Il presidente dell’inchiesta ha aggiunto che il disturbo dello spettro autistico, anche prima della sua diagnosi formale, era stato “un modo per agenzie come la polizia, Prevent e i servizi sociali di considerare qualsiasi comportamento difficile di (Rudakubana) come un problema di ‘salute mentale'”.
Mahmood ha detto ai parlamentari: “Nessuna delle agenzie coinvolte aveva una piena comprensione del rischio posto dall’autore del reato, e molte non hanno adottato misure per valutare il rischio che rappresentava per gli altri.
“C’è stato un fallimento da parte delle agenzie coinvolte nell’assumersi la responsabilità, e nessuno era chiaro su chi fosse responsabile. Quindi il fallimento perché apparteneva a tutti, non apparteneva a nessuno, in cui gli individui hanno perso l’opportunità di intervenire.”

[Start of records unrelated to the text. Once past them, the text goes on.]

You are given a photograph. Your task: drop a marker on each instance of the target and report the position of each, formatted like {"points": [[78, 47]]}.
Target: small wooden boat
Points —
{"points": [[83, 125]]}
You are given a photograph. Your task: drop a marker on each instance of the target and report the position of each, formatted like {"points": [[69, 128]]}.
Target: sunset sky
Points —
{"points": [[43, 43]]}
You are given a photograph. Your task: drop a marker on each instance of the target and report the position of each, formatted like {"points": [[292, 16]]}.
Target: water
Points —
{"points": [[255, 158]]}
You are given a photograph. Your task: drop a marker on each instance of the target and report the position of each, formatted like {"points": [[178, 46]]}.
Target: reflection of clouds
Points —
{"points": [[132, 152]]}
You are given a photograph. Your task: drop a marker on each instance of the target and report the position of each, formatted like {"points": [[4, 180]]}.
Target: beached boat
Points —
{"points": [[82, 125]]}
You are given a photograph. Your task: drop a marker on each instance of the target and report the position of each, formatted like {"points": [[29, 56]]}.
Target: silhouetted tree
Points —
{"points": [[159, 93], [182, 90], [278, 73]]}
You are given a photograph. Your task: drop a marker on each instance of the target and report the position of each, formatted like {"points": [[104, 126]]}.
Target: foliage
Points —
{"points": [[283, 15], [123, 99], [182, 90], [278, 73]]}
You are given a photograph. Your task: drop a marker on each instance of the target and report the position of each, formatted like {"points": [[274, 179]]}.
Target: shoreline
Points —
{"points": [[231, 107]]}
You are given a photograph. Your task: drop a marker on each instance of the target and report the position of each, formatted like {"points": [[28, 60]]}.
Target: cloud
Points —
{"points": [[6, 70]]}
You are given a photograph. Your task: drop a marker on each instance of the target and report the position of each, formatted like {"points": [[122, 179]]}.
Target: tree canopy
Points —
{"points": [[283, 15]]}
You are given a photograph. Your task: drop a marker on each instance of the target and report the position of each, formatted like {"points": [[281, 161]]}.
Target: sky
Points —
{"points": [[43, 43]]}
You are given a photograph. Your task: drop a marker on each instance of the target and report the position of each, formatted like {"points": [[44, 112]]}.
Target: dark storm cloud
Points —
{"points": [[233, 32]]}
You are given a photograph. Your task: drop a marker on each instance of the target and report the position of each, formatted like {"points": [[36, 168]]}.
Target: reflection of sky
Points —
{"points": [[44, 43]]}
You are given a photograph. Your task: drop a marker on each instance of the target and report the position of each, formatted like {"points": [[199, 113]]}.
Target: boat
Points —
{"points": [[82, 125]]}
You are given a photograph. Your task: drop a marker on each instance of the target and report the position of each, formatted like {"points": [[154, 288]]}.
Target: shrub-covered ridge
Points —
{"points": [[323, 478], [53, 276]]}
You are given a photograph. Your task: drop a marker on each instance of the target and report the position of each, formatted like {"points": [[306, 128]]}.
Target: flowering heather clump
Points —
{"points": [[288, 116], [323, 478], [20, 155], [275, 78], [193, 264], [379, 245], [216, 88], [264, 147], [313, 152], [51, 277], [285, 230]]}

Il governo affronterà i contenuti estremi
Il ministro degli Interni ha detto che il governo risponderà alle raccomandazioni entro l’estate. Ha anche annunciato che avrebbero legiferato per prevenire la diffusione di contenuti estremamente violenti online, cosa che Rudakubana ha osservato ampiamente.
Ha detto che sarebbe stato introdotto anche un nuovo reato per coprire gli individui soli che pianificano uccisioni di massa non terroristiche, con una pena massima dell’ergastolo, come raccomandato da Jonathan Hall, il consigliere indipendente sul terrorismo.
Rudakubana è stato incarcerato per 52 anni nel gennaio 2025 per i tre omicidi. Ha evitato l’ergastolo perché era troppo giovane di nove giorni.
Mahmood ha affermato che la seconda parte dell’indagine di Southport affronterà direttamente il numero crescente di “giovani uomini affascinati dalla violenza estrema, ragazzi le cui menti sono deformate dal tempo trascorso in isolamento online”.
Ha aggiunto: “Questo è un rischio per tutti noi. Quando qualcuno è vulnerabile al terrorismo, può e deve essere gestito attraverso il programma Prevent. Tuttavia, dove non lo è, non esiste un approccio chiaro a tale rischio”.